I tassisti "lamentavano il fatto che l'imposizione generalizzata del limite dei trenta chilometri orari avrebbe comportato tempi di percorrenza quasi doppi, con la conseguente riduzione del numero delle chiamate a cui rispondere e notevole contrazione del guadagno, per buona parte legato alla quota fissa richiesta per ogni corsa che va dai 3,40 euro ai 6,10 euro o addirittura 11,00 euro dall'aeroporto – si legge nel provvedimento –. I ricorrenti lamentavano, dunque, la lesione della chance di effettuare più corse rispetto a quelle possibili in presenza del limite di 50 km/h, integrante un danno emergente consistente nell’ingiusta privazione di un interesse meritevole di tutela, presente nel patrimonio dei ricorrenti nel momento in cui è divenuta effettiva la lesione con l’entrata in vigore del limite dei 30 km/h.”.
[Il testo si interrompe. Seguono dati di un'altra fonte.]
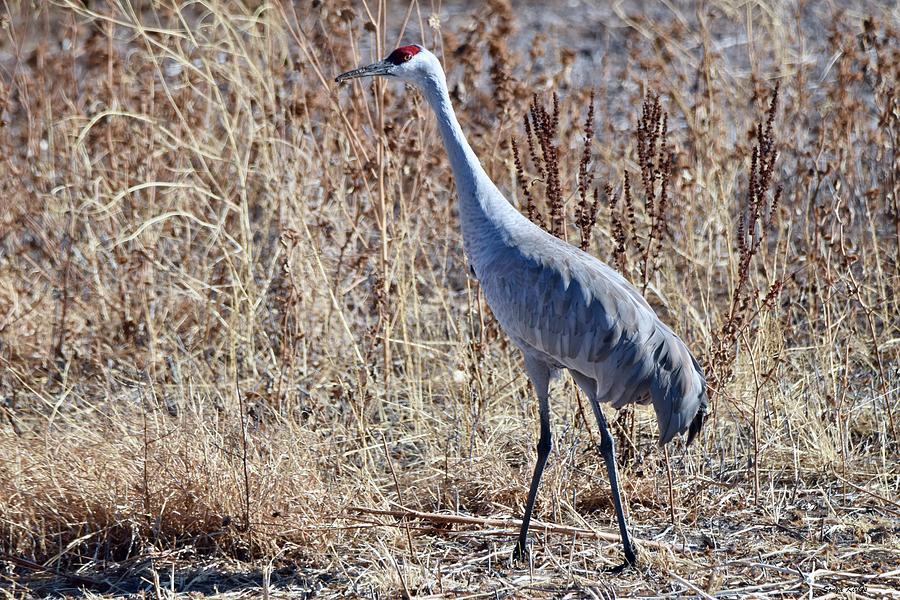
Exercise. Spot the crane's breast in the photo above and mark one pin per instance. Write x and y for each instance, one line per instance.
(569, 312)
Secondo la tesi di parte ricorrente, si legge ancora, "le ordinanze che hanno individuato le 'zone 30' sarebbero corredate da motivazioni generiche, che non puntualizzerebbero quali dei presupposti di legge sia stato di volta in volta ravvisato. Non sarebbe prevista la loro temporaneità, né sarebbe indicato il risultato atteso, ma soprattutto si tratterebbe di provvedimenti che nel loro complesso interesserebbero il 70 % del territorio della città metropolitana, così escludendo in radice che possa trattarsi di imposizione di limiti più restrittivi motivata dalla particolarità della specifica realtà locale considerata”.